I really don’t like getting into the operating system wars, of course, because no one will ever be convinced. Actually, that’s not true. Most PC users are at least vaguely aware that Macs are probably more efficient machines, but it just isn’t better enough to bother switching; likewise, the simple tyranny of the PC’s hold on the home computer business make doing a lot of things for the Mac inconvenient. But no matter what I say, I’ll probably get an avalanche of emails and painful correspondence dedicated to my complete and utter inability to grasp the simple concepts of kindergarten engineering that would crack open like the dead sea scrolls to me the knowledge that Macs are the evolutionary answer to all of life’s problems from Middle East peace to QuarkXPress, or that PCs are the harkened messiah in silicon form assuming the pinnacle achievement of the messiah involved the ability to play Sheepshead with an Australian housewife at four o’clock in the morning while an irritating graphic advertising mortgage payments with a dancing cactus flashes off to the side. Most people can’t seem to accept that in some areas PCs are superior, while in others the Macintosh is superior. And some jacked rivethead will always bring up the eternally oppressed Linux, like a latter-day Liberal Party MP or an RC Cola diehard.

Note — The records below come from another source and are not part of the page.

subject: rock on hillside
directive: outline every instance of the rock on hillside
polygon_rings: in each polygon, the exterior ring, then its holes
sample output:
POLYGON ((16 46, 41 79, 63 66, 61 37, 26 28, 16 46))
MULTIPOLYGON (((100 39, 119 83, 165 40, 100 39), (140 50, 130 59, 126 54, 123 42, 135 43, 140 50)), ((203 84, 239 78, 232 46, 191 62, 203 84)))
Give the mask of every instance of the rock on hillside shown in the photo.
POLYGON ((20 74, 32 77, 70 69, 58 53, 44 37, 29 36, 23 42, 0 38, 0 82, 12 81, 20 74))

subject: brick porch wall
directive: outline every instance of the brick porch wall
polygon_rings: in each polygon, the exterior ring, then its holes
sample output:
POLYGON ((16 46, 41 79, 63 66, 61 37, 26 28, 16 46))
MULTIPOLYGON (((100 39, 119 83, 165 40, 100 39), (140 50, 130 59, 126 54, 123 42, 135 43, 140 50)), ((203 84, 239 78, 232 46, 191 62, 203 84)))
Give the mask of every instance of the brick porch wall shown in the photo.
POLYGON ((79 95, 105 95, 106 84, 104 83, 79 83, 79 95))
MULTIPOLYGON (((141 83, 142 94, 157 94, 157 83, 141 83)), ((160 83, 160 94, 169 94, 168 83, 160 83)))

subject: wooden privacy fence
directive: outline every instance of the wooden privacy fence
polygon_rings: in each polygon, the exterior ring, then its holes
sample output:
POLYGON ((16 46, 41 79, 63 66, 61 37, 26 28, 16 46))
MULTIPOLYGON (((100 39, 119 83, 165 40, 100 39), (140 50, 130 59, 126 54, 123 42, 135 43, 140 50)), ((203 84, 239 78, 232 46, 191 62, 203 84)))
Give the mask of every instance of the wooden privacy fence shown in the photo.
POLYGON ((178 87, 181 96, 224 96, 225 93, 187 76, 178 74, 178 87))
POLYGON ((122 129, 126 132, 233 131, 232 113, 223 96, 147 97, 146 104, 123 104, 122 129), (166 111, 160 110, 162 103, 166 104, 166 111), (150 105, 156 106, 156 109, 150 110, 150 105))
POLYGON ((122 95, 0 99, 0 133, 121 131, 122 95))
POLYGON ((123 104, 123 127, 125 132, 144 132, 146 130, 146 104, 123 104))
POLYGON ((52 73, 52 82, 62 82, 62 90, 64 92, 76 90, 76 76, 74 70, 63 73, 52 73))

Still, one has to feel impressed with the Mac advertising campaign. Macs used to largely be the sole province of publishers and Computer Science professors, with the occasional science fiction writer thrown in for good measure. Now, with a rather heavily aired campaign, along with sister products such as the iPod, iPhone, and iWhateverthehellthenextoverblownconspicuousconsumptioniconisgoingtobe, perhaps Apple will finally be able to crack more than single digits in the market share.